Pernahkah kamu merasa ingin
sendiri saja, ingin sepi, sunyi, dan menikmati kehampaan malam seorang diri?
Pernahkah terlintas dibenakmu bahwa orang-orang lain hanya penggagu yang akan
merusak ketentraman harimu? Pernahkah kamu merasakan seperti yang saya rasakan
saat ini, hati yang merusuh, linglung, dan keinginan yang hebat untuk menikmati
malam sendiri, sendiri saja. Sembari merasai angin yang berhembus, mengepulkan
asap dari lintingan tembakau serta memandangi langit yang hitam, luas dan
bertabur bintang?
Malam adalah teman yang setia,
meski kadang kurang ajar. Tinggal kita menerka-nerka, cukupkah rokok dan kopi yang
ada untuk menemani kami, saya dan malam untuk saling bercakap-cakap. Iya, kami
kan bercakap-cakap dengan bahasa yang hanya kami pahami sendiri. Barangkali
seperti fiman Tuhan yang Jibril hembuskan kepada nabi-nabi. Apapun itu, saya
akan bercerita tentang perkuliahan yang membosankan, cinta yang tak kesampaian,
rutinitas yang menejumukan, berita-berita provokatif dan syarat kepentingan
politis yang tersebar di teve-teve.
Semakin dewasa makin saya sadari,
malam adalah pendengar yang baik. Tak henti saya berkeluh tentang
kepeningan-kepeningan yang bersarang di kepala saya. Rasa tak nyaman saya pada
Bapak-Mama, motor yang hilang dicuri setelah beberapa bulan yang lalu juga saya
hilangkan smarthphone pemberian
mereka. Semuanya.
Dipikir-pikir repot benar hidup
di dunia ini. Dahulu sekali pernah saya berpikir bahwasannya menjadi dewasa
adalah sesuatu yang menyenangkan. Setidaknya dalam pikiran saya dulu menjadi
dewasa akan terbebas dari ‘kekangan’ orang-orang yang lebih tua. Bekerja,
mendapat uang sendiri tanpa pernah berpikir bagaimana susahnya.

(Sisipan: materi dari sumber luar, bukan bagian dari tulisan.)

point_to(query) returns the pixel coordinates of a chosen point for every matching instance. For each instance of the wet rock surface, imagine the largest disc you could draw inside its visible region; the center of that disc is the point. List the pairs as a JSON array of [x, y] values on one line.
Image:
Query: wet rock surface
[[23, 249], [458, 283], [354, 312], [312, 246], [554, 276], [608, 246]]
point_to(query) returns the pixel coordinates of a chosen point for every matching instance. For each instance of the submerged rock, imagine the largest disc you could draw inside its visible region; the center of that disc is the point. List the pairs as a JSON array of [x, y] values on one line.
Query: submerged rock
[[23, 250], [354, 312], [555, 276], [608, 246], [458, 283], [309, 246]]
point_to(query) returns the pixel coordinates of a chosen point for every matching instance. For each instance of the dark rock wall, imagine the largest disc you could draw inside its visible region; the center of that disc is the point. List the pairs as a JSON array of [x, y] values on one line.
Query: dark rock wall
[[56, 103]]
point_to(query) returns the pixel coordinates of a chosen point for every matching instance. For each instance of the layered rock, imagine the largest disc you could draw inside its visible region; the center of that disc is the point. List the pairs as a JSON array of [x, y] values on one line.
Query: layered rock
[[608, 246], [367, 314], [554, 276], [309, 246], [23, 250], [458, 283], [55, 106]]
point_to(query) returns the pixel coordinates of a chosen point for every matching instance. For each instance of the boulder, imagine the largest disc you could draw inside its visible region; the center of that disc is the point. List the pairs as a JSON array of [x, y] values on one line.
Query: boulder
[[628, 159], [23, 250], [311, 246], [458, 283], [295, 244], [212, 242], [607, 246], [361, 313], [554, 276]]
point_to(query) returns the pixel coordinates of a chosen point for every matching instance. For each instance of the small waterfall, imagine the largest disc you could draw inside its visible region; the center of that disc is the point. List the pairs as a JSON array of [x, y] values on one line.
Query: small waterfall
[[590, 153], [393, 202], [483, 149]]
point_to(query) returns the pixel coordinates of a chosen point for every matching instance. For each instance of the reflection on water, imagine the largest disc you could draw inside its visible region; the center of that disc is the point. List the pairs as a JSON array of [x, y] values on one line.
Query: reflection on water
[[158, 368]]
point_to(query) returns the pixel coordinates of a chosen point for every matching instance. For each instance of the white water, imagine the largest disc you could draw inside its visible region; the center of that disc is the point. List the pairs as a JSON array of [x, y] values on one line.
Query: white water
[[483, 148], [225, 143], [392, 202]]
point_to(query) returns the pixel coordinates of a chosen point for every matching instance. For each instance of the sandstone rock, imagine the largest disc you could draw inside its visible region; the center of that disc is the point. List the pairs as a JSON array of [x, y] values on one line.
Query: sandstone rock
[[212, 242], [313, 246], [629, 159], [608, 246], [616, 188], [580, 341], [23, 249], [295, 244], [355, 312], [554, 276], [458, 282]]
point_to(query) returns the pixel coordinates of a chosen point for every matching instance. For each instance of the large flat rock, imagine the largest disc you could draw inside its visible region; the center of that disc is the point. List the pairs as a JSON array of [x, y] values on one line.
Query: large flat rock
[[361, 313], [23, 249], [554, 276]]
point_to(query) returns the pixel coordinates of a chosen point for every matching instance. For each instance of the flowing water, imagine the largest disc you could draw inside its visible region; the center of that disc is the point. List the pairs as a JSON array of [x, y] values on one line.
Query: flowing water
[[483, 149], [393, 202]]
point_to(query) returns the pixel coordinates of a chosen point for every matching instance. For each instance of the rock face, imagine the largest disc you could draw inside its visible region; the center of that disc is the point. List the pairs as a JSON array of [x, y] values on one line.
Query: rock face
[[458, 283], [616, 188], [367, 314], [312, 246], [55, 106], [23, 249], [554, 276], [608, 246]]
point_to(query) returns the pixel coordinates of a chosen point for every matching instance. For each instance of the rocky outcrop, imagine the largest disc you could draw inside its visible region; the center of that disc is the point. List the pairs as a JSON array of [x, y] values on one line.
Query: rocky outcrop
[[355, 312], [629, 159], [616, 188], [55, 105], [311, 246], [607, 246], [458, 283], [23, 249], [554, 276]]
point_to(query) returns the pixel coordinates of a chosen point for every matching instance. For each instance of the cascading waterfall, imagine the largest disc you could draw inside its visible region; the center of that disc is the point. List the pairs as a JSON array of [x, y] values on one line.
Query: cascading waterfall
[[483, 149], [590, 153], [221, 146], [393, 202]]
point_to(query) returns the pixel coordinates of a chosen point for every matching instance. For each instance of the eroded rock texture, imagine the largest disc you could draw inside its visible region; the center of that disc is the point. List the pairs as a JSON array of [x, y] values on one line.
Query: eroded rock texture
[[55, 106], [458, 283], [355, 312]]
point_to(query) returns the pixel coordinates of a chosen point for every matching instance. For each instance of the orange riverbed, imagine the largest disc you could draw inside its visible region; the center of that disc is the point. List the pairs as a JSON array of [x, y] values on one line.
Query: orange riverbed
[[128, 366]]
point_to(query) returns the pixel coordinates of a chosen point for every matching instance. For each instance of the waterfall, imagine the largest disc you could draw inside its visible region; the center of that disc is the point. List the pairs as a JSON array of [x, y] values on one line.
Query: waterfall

Lain dulu lain sekarang, jika
sudah begini ingin rasanya kembali ke masa kanak kembali. Bermain dengan riang,
bercita-cita menjadi presiden dan tak tahu repot memikirkan biaya sewa kos,
makan, dan cicilan utang di warung kopi sebelah. Tak perlu pusing-pusing
memikirkan revisian tugas atau laporah lainnya. Apalagi masalah uang bulanan
yang habis sebelum waktunya, sebab dahulu ingin ini-itu hanya tinggal
menadahkan tangan kepada Mama, merajuk kalau perlu. Rasa-rasanya bebas sekali
kala itu. Bermain, bermain saja. Tak ada yang lebih mengerikan selain dari
ancaman neraka yang di dongengkan oleh Mama sebelum tidur serta omelan Bapak
yang dikarenakan pulang terlalu maghrib.
Entah, marak belakangan ini saya
merasai betapa orang-orang hanya menjadi neraka bagi saya, bagi kesendirian dan
ketentraman sunyi yang saya nikmati. Mereka menajadi seorang yang merusak hari
saya, jarum di tengah kasur yang mengganggu ketentram mimpi-mimpi malam.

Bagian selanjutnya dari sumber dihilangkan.